Diese kurze Zusammenfassung über die Entstehung der Partei LIBRE versetzt uns gegenwärtig in ein hochkomplexes Szenario, in dem diese neue politische Kraft (deren Kern von alten Parteigängern und von neuen Mitstreitern gebildet wird) mit Xiomara Castro (der Ehefrau von Manuel Zelaya) versucht, mit der über hundert Jahren alten Tradition der Zweiparteienherrschaft (Liberale und Konservative) zu brechen. Dabei wird sie sich mit der traditionellen Maschinerie der politischen Klientel, die sowohl von den oligarchischen Eliten als auch vom multinationalen Kapital gestützt wird, auseinandersetzen müssen. Diese Teile der Rechten bereiten in den ihnen zugehörigen Medien eine Kampagne vor, durch die sie der Gesellschaft Angst einzuflößen versuchen. Die Strategie der Konservativen dürfte im Aufleben des "Gespenstes des Kommunismus" beziehungsweise des Kalten Krieges, in Angriffen auf das Paar Zelaya-Castro oder in der Diskreditierung der Volksbewegungen bestehen.
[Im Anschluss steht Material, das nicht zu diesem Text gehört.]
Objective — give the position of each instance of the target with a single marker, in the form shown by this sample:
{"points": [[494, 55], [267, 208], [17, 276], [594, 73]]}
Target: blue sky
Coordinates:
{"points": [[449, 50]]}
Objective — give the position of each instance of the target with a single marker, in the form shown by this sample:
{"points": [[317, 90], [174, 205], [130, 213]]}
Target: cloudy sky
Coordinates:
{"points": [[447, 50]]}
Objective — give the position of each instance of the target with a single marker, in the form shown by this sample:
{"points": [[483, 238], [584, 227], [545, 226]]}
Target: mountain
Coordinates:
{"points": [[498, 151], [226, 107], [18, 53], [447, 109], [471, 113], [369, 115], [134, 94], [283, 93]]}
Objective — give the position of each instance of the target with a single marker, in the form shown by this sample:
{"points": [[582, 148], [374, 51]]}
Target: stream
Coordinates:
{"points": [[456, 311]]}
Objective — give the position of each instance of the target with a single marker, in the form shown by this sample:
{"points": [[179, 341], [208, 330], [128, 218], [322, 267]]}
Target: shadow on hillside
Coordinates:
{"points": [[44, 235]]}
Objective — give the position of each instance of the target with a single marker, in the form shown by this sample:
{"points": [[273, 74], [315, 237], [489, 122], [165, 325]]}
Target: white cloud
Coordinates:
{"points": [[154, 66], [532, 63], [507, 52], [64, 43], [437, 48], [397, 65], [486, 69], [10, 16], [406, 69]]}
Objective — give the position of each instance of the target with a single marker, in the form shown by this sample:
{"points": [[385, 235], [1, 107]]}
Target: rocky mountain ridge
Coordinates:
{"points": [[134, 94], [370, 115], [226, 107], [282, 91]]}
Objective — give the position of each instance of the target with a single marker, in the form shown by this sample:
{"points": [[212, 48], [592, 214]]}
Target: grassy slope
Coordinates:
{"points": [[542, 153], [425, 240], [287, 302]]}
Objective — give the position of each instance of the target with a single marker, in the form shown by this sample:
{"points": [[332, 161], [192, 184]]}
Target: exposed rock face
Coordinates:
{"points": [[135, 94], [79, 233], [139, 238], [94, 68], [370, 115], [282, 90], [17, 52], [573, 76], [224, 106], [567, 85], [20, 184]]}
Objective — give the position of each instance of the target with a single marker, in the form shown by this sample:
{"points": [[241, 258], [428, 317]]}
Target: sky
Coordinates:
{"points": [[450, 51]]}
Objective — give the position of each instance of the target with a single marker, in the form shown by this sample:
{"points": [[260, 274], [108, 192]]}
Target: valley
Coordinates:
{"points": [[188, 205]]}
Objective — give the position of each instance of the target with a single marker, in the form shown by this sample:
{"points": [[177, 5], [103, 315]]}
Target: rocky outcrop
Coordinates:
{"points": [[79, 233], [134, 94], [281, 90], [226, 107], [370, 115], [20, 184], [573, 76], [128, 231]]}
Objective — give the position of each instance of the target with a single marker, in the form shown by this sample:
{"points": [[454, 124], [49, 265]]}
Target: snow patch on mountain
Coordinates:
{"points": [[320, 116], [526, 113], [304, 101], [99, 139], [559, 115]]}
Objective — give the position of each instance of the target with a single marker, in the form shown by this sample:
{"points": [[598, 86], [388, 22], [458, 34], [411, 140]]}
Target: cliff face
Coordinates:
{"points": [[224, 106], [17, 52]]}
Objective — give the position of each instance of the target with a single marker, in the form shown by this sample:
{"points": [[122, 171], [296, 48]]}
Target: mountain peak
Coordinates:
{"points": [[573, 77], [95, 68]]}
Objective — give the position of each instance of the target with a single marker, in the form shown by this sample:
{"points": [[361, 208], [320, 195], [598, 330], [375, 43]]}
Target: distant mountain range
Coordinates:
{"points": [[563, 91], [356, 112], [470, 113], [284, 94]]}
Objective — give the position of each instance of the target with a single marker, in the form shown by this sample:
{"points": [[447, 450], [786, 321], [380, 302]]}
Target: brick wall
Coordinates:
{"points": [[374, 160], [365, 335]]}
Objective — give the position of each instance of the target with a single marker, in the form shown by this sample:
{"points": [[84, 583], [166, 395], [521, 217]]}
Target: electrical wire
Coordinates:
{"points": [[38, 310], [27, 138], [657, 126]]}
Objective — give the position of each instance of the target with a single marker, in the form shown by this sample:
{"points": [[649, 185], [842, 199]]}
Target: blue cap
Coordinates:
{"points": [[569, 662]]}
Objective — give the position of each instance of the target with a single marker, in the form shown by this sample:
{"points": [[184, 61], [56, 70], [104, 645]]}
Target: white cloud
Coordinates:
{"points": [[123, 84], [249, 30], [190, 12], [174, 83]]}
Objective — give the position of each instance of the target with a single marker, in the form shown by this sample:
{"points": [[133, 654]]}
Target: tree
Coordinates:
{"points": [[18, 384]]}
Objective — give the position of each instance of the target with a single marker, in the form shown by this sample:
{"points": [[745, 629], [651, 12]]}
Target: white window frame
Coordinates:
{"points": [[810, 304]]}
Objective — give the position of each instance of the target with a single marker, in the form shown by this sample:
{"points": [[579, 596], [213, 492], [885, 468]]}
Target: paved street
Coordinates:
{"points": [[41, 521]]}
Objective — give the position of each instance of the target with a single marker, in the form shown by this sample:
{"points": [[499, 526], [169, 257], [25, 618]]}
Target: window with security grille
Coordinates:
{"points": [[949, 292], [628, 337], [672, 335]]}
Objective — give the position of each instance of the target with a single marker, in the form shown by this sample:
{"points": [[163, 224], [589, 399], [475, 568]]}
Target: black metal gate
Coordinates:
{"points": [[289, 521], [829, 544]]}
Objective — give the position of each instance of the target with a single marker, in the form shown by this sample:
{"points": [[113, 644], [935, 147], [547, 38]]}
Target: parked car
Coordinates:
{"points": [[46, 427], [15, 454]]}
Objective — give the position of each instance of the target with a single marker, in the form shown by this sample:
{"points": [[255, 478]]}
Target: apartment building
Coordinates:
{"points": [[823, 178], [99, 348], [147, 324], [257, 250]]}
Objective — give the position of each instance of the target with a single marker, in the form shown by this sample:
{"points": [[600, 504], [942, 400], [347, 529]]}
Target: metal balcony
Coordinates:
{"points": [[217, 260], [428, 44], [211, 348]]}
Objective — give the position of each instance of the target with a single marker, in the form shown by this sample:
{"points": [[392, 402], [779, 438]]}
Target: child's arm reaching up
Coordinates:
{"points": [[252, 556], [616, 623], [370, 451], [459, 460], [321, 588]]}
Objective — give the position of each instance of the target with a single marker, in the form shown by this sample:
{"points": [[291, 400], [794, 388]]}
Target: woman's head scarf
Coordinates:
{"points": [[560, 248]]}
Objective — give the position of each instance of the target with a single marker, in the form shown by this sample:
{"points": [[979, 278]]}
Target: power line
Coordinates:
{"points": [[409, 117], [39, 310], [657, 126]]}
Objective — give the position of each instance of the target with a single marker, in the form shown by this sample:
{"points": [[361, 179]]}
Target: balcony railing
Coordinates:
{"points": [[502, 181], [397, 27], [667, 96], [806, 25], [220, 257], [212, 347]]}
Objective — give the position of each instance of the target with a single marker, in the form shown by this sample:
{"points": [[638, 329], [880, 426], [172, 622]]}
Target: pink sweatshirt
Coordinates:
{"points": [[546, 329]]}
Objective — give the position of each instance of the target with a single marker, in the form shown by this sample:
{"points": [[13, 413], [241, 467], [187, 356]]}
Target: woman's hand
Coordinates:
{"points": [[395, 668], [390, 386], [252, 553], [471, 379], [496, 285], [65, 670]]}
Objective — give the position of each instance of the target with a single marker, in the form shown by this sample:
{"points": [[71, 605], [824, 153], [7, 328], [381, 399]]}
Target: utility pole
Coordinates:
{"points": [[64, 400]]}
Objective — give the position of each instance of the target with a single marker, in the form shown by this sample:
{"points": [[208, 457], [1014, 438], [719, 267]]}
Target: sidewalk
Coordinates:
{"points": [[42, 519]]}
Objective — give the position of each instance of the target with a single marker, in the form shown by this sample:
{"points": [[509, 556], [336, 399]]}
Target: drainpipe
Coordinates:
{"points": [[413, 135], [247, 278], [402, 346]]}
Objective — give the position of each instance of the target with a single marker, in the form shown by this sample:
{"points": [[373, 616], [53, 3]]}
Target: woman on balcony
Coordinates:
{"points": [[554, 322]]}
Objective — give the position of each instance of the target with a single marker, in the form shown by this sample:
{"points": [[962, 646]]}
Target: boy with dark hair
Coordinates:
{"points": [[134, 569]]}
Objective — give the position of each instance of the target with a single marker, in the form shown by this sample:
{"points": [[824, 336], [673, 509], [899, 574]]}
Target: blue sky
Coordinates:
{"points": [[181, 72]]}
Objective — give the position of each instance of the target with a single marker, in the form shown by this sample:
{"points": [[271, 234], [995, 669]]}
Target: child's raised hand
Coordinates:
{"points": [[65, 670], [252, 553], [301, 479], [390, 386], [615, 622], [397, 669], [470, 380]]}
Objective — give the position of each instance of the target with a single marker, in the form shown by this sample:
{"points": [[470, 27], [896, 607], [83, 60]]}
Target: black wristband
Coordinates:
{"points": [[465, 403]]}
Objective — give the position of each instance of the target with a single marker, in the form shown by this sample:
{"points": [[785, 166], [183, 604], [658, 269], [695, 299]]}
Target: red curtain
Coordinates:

Die traditionellen Parteien befinden sich in einer Krise: Die Liberale Partei, der Zelaya den Rücken gekehrt hat, ist dem Scheitern nahe und die Nationale Partei, die zurzeit an der Macht ist, hat mit allgemeinen Verfallserscheinungen zu kämpfen. Aus diesem Grund unterstützen die mächtigen Gruppierungen das Aufkommen neuer rechten Parteien: die PAC (die Antikorruptionspartei von Salvador Nasrralla), die von einem extrem neoliberalen Sportberichterstatter geleitet wird und die Partei "Patriotische Allianz für Honduras", deren Anführer der Putschist Romeo Vázquez Velásquez (Armeechef während des Staatsstreichs von 2009) ist. Außerdem versuchen weitere kleinere Gruppen von Ex-Militärs eine neue Partei der extremen Rechten zu gründen.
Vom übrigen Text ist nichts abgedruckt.